Del mismo modo, tanto los querellantes, como los fiscales y defensores podrán presentar a sus peritos de parte para que examinen a los imputados y así lo harán, según confirmaron los abogados de las víctimas en diálogo con EL DIARIO.
A LA CASA. El 27 de diciembre del año pasado, el tribunal integrado por Lilia Carnero, Roberto López Arango y Noemí Berros condenó a cuatro de los siete imputados por los delitos de violación de domicilio, privación ilegítima de la libertad, aplicación de torturas y las desapariciones forzadas de Sixto Francisco Zalasar, Julio Alberto Solaga, Norma Beatriz González y Oscar Alfredo Dezorzi, considerados crímenes de lesa humanidad. Los otros tres fueron absueltos, aunque la sentencia será recurrida por los querellantes y fiscales.
Naldo Miguel Dasso y Juan Miguel Valentino, ex jefes de los regimientos de Concordia y Gualeguaychú, fueron condenados a prisión perpetua; el ex policía federal de Concepción del Uruguay Julio César Rodríguez recibió la pena de 15 años de prisión y su compañero de armas Francisco Crescenzo fue condenado a 10 años.
Sin embargo, Lilia Carnero, Roberto López Arango y Noemí Berros no hicieron lugar al planteo de los fiscales de revocar las prisiones domiciliarias de que gozaban los represores y que sean derivados a unidades penales.
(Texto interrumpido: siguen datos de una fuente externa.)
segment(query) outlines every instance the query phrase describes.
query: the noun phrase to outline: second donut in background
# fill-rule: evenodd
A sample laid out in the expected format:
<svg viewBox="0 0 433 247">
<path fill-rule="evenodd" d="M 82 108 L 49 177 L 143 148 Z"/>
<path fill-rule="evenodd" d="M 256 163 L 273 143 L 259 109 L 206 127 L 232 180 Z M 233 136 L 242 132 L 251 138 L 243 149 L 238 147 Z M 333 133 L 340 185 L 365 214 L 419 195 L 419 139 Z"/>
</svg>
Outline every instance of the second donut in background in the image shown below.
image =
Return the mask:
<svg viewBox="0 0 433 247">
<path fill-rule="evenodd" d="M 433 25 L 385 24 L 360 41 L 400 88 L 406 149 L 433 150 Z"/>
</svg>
ARGUMENTOS. El tribunal aclaró que “la prisión domiciliaria conlleva el encierro, que es aplicable cuando la institución cerrada, que es la cárcel, significa un desmedro que va más allá de la restricción a la libertad impuesta, es un intento de humanizar esta etapa para aquellos imputados que superan los 70 años, etapa donde ocurren las declinaciones físicas y psíquicas pues la funciones vitales se lentifican”.
La sentencia consignó además que “el castigo que se instrumenta con esta modalidad (de prisión domiciliaria) contiene el mismo sentido de justicia material que reclaman quienes ejercen la representación de la acción penal pública, la pena sigue siendo una herramienta de resguardo social, con el significado subyacente de retribución”.
Inclusive, el tribunal fue más allá de la cuestión de la edad como razón para justificar el arresto domiciliario, al advertir que los magistrados que les concedieron el beneficio “tuvieron en cuenta diferentes situaciones vinculadas no sólo al dato etario, sino también a sus estados de salud, que requerían tratamientos especializados” y agregó: “Podemos atestiguar todos los operadores del Poder Judicial las dificultades que deben sobrellevar los agentes del Servicio Penitenciario frente a los imponderables de cualquier enfermedad, pues su estructura está dispuesta hacia otros fines”.
Por último, el tribunal apuntó que “en la madurez que ha alcanzado este proceso, no se han arrimado datos que permitan modificar la modalidad con que vienen cumpliendo la prisión preventiva, por lo que es preciso actualizar los informes médicos, psicológicos para establecer fehacientemente el estado de salud de los imputados”.